Оглядывая толпу собравшихся, я заметил, что на дороге, ведущей вверх, в сторону Чизанского перевала, что-то блеснуло. По ней спускался небольшой отряд вооруженных всадников. Их было человек двадцать; на верхушках их копий развевались алые вымпелы с изображенным на них девизом, который я не мог разглядеть за дальностью расстояния.
Отряд приостановился, и один из них, человек, ехавший на крупной черной лошади, в доспехах, сверкающих, как само солнце, протянул одетую в перчатку руку, указывая на что-то внизу. Затем они снова двинулись вперед, и блеск их доспехов, развевающиеся вымпелы на копьях на какое-то мгновение наполнили меня странным волнением, прежде чем я снова повернулся к толпе паломников, ожидающих моего слова. Скорбным голосом, повесив голову и опустив глаза, я сообщил им неприятное известие:
– Дети мои, чудо еще не свершилось.
Слова мои были встречены мертвым молчанием. Затем раздался ропот, послышались возмущенные выкрики, жалобные стоны. Один из жителей горных мест, оказавшийся смелее других, протиснулся в первые ряды, не вставая с колен.
– Отец мой, – вскричал он. – Как это может быть? За все последние пять лет не было такого случая, чтобы на заре в Страстной Четверг раны нашего святого не начинали кровоточить.

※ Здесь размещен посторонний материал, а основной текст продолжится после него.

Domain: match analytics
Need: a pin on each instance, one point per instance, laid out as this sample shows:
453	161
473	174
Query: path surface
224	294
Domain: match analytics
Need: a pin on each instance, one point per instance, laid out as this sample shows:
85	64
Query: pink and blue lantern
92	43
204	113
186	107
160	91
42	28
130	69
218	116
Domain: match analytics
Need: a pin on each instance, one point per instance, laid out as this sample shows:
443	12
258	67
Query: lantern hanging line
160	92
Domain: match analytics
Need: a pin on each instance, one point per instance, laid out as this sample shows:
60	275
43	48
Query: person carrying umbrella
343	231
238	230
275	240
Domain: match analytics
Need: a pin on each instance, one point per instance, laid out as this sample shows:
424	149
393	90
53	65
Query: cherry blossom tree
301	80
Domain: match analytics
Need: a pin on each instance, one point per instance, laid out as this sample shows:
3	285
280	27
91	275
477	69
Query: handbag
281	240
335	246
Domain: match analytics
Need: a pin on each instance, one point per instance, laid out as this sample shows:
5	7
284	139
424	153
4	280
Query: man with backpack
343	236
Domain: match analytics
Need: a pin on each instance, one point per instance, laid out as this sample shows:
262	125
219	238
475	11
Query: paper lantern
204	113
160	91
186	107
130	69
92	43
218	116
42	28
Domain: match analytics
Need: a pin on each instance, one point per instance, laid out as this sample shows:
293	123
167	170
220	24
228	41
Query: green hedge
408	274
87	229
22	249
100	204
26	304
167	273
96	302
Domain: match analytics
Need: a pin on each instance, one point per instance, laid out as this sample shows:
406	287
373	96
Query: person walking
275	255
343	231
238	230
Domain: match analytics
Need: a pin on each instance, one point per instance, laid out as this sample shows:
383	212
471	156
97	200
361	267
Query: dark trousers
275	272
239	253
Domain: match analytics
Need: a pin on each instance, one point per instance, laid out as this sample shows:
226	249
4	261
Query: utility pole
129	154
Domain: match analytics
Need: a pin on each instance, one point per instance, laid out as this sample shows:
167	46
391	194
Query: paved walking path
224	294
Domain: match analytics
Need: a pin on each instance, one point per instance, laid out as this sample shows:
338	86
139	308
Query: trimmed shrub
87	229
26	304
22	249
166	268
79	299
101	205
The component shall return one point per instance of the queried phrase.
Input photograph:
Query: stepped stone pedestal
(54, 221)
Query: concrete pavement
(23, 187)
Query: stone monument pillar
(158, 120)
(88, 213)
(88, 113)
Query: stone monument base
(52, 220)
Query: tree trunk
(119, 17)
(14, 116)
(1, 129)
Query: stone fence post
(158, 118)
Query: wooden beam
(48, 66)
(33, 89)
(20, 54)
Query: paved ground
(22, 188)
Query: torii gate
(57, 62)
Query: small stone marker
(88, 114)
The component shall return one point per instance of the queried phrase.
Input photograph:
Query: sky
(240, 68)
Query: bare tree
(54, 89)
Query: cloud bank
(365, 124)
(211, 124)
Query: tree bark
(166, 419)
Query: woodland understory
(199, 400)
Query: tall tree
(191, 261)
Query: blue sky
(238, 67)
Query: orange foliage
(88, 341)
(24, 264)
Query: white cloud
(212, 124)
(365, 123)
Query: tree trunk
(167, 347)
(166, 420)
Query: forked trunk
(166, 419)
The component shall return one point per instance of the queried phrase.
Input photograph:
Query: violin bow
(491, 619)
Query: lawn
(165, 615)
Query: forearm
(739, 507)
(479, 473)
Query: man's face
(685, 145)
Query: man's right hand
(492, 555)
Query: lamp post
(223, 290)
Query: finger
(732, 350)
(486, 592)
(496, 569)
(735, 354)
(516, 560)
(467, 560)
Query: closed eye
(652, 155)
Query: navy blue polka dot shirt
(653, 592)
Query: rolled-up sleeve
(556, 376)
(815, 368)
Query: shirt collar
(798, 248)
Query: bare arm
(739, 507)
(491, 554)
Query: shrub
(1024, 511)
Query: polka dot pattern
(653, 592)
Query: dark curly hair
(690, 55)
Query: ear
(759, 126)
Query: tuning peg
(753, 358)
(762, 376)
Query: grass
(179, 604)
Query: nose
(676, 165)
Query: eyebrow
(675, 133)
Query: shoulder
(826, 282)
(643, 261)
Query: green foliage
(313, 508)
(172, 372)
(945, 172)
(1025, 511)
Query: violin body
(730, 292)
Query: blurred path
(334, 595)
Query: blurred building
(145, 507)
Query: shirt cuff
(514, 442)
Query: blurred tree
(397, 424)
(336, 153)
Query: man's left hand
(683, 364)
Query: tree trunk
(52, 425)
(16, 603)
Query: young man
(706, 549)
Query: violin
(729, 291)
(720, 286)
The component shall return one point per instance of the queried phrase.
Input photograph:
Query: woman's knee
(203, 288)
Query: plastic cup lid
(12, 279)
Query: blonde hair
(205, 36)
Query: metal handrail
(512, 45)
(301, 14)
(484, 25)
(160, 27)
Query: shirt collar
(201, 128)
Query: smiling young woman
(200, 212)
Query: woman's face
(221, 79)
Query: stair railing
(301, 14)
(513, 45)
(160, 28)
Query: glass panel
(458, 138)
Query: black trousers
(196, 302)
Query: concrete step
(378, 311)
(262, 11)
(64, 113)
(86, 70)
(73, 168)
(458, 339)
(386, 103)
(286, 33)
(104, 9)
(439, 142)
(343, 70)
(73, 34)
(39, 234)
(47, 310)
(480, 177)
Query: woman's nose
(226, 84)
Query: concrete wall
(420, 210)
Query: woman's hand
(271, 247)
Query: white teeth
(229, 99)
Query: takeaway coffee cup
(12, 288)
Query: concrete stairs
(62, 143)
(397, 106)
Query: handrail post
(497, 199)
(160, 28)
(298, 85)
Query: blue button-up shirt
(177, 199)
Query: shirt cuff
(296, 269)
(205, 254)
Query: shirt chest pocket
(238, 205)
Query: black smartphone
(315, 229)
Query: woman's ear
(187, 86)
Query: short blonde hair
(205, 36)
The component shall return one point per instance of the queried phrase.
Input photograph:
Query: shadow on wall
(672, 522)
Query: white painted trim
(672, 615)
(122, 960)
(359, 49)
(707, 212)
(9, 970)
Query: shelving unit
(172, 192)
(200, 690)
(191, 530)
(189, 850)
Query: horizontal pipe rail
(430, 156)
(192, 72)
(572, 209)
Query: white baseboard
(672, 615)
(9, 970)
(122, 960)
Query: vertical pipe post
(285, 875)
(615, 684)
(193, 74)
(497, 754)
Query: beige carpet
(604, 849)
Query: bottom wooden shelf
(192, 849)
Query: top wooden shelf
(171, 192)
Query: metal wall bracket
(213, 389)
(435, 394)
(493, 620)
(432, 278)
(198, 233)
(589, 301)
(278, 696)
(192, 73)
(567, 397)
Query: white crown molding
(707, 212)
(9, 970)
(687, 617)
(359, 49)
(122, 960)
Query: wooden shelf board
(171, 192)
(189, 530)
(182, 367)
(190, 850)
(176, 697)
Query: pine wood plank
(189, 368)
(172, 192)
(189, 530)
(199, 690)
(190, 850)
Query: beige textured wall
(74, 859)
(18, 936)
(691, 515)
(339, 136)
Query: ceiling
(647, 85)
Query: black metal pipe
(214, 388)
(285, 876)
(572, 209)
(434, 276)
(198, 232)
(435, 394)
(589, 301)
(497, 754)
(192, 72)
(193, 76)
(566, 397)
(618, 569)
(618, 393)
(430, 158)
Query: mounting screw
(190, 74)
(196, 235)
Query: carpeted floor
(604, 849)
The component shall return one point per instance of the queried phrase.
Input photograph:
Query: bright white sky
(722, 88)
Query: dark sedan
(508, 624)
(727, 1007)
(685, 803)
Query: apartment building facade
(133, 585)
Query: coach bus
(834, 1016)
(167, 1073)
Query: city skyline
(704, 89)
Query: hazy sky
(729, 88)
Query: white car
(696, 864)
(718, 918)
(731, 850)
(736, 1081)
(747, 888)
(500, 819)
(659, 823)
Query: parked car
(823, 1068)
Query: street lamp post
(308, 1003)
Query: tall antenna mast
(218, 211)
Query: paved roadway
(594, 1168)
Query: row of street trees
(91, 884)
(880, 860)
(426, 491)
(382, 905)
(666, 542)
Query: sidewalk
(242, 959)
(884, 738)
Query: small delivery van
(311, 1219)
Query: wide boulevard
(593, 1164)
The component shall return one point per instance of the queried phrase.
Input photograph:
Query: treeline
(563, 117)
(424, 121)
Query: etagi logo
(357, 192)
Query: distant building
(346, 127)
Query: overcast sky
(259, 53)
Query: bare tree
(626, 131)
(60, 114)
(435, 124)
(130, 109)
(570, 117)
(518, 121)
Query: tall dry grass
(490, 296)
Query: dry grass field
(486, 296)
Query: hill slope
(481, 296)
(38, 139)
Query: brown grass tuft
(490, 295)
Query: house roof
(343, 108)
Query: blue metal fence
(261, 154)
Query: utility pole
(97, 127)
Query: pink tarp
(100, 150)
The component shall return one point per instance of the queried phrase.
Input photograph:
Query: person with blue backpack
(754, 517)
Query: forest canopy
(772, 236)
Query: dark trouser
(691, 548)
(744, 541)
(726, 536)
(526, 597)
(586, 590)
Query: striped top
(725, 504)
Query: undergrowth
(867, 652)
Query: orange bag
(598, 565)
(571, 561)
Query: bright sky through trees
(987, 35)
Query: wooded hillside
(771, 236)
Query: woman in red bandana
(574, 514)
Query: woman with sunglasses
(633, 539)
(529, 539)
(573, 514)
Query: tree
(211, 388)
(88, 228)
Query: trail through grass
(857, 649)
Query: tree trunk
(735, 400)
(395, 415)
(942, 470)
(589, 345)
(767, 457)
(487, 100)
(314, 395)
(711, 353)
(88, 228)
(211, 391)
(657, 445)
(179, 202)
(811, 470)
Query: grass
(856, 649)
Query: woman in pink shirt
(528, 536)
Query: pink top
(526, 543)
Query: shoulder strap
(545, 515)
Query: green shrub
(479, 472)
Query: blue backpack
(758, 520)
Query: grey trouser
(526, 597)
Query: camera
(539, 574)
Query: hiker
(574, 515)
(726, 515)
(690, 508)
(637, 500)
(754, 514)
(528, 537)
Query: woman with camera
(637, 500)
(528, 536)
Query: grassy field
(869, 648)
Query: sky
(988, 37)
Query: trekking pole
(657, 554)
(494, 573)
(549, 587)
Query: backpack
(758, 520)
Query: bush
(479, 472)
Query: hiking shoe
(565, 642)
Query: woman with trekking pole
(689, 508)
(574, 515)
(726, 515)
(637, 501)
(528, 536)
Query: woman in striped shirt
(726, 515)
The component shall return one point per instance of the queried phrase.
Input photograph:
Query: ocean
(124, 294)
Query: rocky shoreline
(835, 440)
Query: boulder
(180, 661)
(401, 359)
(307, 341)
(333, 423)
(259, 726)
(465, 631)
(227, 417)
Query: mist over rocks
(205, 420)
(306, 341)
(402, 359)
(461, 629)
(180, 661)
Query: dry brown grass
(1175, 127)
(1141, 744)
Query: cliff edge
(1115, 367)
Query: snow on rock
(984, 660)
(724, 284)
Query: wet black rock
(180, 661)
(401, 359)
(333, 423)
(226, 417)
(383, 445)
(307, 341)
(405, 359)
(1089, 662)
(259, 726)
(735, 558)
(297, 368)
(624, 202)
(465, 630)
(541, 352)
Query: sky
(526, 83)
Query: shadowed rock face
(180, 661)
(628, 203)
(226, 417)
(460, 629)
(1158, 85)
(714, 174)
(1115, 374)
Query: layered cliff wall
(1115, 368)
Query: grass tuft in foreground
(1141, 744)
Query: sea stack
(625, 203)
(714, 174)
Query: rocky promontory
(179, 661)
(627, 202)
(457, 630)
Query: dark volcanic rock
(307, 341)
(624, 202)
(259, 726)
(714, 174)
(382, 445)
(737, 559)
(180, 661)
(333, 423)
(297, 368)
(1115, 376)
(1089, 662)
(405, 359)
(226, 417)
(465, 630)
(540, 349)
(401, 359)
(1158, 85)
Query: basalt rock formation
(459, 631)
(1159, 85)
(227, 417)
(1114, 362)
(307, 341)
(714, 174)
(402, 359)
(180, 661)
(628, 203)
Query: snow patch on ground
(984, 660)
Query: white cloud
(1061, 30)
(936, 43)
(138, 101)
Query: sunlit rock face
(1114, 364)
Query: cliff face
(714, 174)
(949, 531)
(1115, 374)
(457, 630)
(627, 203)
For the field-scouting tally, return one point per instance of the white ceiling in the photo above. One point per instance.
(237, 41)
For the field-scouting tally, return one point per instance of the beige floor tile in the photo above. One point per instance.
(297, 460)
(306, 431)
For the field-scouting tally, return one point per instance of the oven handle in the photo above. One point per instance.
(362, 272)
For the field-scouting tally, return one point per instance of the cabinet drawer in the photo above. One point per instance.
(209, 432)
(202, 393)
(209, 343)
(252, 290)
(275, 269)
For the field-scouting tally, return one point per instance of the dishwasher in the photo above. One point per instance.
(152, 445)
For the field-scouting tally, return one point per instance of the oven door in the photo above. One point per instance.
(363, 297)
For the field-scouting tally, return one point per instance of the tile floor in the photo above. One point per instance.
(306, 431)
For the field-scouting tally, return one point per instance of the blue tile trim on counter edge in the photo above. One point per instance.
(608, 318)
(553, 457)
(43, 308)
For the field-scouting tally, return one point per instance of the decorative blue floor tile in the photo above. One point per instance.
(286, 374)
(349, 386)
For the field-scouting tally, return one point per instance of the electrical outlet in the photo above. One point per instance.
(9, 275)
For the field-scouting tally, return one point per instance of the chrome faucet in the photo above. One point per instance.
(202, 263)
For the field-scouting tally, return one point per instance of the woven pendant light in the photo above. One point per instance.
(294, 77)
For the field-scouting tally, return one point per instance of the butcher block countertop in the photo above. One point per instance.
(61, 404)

– Увы! – застонал я. – Я ничего не знаю. Говорю только то, что есть. Всю ночь я провел в молитве, на коленях, у ног святого. Я буду молиться и дальше, и вы молитесь тоже.
Я не смел высказать им свои подозрения насчет того, что дело тут, по-видимому, во мне, что это – знак небесного неодобрения хранителю этого святого места, который оказался недостаточно чистым и, следовательно, недостоин.
– Но музыка! – вскричал один из увечных хриплым голосом. – Я же слышу божественную музыку!
Я не знал, что сказать, а толпа молчала, прислушиваясь. Все слышали нежный, умиротворяющий перезвон колокольчиков, исходящий словно из самого лона горы, снова из центра толпы вырвался многоголосый крик – крик надежды на то, что, если происходит одно чудо, непременно должно произойти и другое, что там, где звучит ангельский хор, все должно быть хорошо.
И вдруг раздался стук копыт и лязг металла, и отряд, который я заметил на горе давеча, уже ехал через пастбище по направлению к моему убежищу, свернув с главной дороги. У подножия утеса, к которому прилепилась моя хижина, отряд остановился по знаку своего командира.
Я наблюдал эту картину, испытывая непонятное волнение, и люди в толпе тоже поворачивались посмотреть, что за необычные паломники явились к этому святому месту.
Командир спешился без посторонней помощи, несмотря на тяжелые доспехи, и, подойдя к носилкам, которые находились в хвосте кавалькады, помог даме, которая в них находилась, спуститься на землю.
Все это я наблюдал с неослабным интересом и вскоре разглядел, что символ на вымпелах представляет собой голову белой лошади. По этому символу я узнал, кто они такие. Они принадлежали к дому Кавальканти – этот род, как я слышал, находился в союзе и в большой дружбе с моим отцом. Но ведь не может быть, чтобы их появление здесь имело какое-то отношение ко мне? Это было бы слишком невероятно. Ни одной душе не было известно, где я нахожусь, и никто не подозревал о том, как зовут отшельника с Монте-Орсаро.
Воин вместе с дамой подходили ближе, оставив солдат дожидаться их возвращения внизу, а я старался рассмотреть их, так же, как и все собравшиеся возле хижины паломники.
Мужчина был среднего роста, широкий в плечах и очень подвижный; у него были сильные, длинные руки, на одну из них опиралась его миниатюрная спутница, которой трудно было подниматься по крутой тропинке. Гордое, суровое, чисто выбритое лицо, твердые линии рта и решительный подбородок казались высеченными из камня. Только когда они приблизились, я мог заметить, что общая суровость этого лица смягчалась добрым взглядом глубоко посаженных карих глаз. Что до его возраста, мне тогда показалось, что ему около сорока лет, хотя в действительности ему было пятьдесят.